Checkpointing, CHPOX, and Linux

Checkpointing lets you grab a snapshot of the current state of a program in execution, then save it on disk.


April 21, 2006
URL:http://drdobbs.com/open-source/checkpointing-chpox-and-linux/186500457

Checkpointing is a mechanism that lets you grab a snapshot of the current state of a program in execution, then save it on disk. Later the state of the program can be resumed, even after the machine has been rebooted or turned off.

Why do you need checkpointing? Consider these scenarios:

All of these scenarios (and there are a lot more) lead to one thing--you need a checkpointing solution so you won't lose a task's progress. Even though the task has native save/resume feature, checkpointing still give some help as the alternative in case there is a failure when you try to roll back using native feature. Keep in mind that both features doesn't guarantee flawless resume nor support every type of tasks.

In this article, we examine on open-source checkpointing project called CHPOX, short for "CHeckPOinter for Linux". CHPOX is a Linux kernel module for transparent dumping of specified processes into disk file, then restarting them. CHPOX was created by Olexander Sudakov and Eugeniy at the National Taras Shevchenko University, Kiev (Ukraine). Since CHPOX uses the kernel module approach, it can be supported by kernel Version (2.4.x) and dynamically inserted to or removed from kernel space, only loading when you need it.

For more information on checkpointing tools, go to www.checkpointing.org.

How Checkpointing Works

Here's a general description of how CHPOX works:

  1. After CHPOX's module (chpox_mod) is successfully compiled, it must be loaded into the kernel before any checkpointing can be done.

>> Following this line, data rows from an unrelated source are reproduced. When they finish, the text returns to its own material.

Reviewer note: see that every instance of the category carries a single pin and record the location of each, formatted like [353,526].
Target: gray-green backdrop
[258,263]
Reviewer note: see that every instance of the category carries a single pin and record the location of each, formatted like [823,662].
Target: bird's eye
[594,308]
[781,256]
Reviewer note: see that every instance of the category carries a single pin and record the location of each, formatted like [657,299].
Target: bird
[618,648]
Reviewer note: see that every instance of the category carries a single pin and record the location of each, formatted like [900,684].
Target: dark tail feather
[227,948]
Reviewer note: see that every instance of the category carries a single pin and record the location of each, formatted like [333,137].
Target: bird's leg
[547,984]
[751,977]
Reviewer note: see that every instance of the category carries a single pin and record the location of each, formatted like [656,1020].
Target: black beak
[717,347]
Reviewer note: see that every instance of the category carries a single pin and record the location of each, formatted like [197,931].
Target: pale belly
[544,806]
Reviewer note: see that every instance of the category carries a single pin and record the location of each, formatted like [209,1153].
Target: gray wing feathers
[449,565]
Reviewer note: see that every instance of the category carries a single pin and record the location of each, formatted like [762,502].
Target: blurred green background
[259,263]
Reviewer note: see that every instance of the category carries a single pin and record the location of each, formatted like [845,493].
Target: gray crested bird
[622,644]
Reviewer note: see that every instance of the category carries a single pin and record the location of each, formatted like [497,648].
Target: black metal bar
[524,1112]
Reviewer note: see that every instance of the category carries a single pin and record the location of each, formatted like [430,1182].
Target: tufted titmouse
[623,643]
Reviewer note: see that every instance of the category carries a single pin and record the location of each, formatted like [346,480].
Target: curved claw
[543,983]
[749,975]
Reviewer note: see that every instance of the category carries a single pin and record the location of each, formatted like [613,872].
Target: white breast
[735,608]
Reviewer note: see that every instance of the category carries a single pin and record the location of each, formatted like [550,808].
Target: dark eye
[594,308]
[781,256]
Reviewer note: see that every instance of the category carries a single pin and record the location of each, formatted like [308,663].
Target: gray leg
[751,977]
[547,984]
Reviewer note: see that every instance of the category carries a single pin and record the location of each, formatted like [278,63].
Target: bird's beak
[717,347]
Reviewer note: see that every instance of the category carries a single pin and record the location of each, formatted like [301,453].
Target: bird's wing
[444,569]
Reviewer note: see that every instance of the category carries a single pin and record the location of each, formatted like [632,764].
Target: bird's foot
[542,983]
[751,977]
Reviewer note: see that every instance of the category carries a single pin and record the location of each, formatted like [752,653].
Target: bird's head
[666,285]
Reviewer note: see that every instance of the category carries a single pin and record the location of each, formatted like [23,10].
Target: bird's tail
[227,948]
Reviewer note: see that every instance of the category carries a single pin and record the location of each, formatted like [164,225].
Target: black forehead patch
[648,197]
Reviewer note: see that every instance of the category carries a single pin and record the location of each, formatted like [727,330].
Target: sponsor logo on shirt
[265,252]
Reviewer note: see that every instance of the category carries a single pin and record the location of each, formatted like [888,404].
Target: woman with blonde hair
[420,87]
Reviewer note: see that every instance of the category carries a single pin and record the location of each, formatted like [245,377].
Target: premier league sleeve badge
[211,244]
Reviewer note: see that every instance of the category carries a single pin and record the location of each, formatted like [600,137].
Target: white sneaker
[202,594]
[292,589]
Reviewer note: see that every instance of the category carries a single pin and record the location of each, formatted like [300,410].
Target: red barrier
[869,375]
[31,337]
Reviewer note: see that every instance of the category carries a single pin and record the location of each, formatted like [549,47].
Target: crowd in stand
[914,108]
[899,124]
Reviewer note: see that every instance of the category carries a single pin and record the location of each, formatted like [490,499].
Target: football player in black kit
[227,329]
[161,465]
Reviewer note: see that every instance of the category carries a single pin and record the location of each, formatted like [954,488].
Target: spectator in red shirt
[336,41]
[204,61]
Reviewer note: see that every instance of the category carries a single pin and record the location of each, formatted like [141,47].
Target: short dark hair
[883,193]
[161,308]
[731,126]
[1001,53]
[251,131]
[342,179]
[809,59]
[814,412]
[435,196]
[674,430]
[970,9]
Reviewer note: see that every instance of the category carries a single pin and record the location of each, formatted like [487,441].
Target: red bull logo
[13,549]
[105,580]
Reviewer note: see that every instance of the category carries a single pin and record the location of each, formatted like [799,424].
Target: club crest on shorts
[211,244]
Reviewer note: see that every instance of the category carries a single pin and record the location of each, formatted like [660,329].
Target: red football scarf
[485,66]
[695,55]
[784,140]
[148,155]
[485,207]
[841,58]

  2. To begin checkpointing, users must register the process (its children will automatically get registered) by either directly inserting the parameter to /proc/chpox, or managing it via chpoxctl (a userspace tool). If needed, you can also register the linked library so CHPOX can resume the process successfully. (According to my experience, this can be ignored depending what type of program you have).

    You also need to define a signal number for CHPOX to use. This signal can be set per registered process tree. You usually assign an unused signal number (like "signal number 31--SIGSYS") to avoid conflict with standard signals.

  3. To make a checkpoint, you can simply send the signal to the target process (normally using kill). The target process receives the signal and autonomously does the following:

    1. Save header of the dump file that contain information about hardware architecture, kernel version, dump file creation time and number of processes in the file.

    2. Save process name into a dump file. The name of the children's process are saved later if the parameter passed to CHPOX says to do so.

    3. Via task_struct info, CHPOX finds its related virtual memory area (using the find_vma() procedure) and dumps the content from vm_start to vm_end. To do this, CHPOX utilizes a modified version of VMADump (from BProc and Scyld).

    4. CHPOX also records additional information, such as opened UNIX domain sockets, opened files, status of pipes, current working directory. This information is saved into a single dump file. Checkpointing can be done as often as you like, and the dump file contains the latest successful checkpoint.

    5. If the parameter passed to chpox says to save children processes, the above steps (except for the first) are repeated to each child process.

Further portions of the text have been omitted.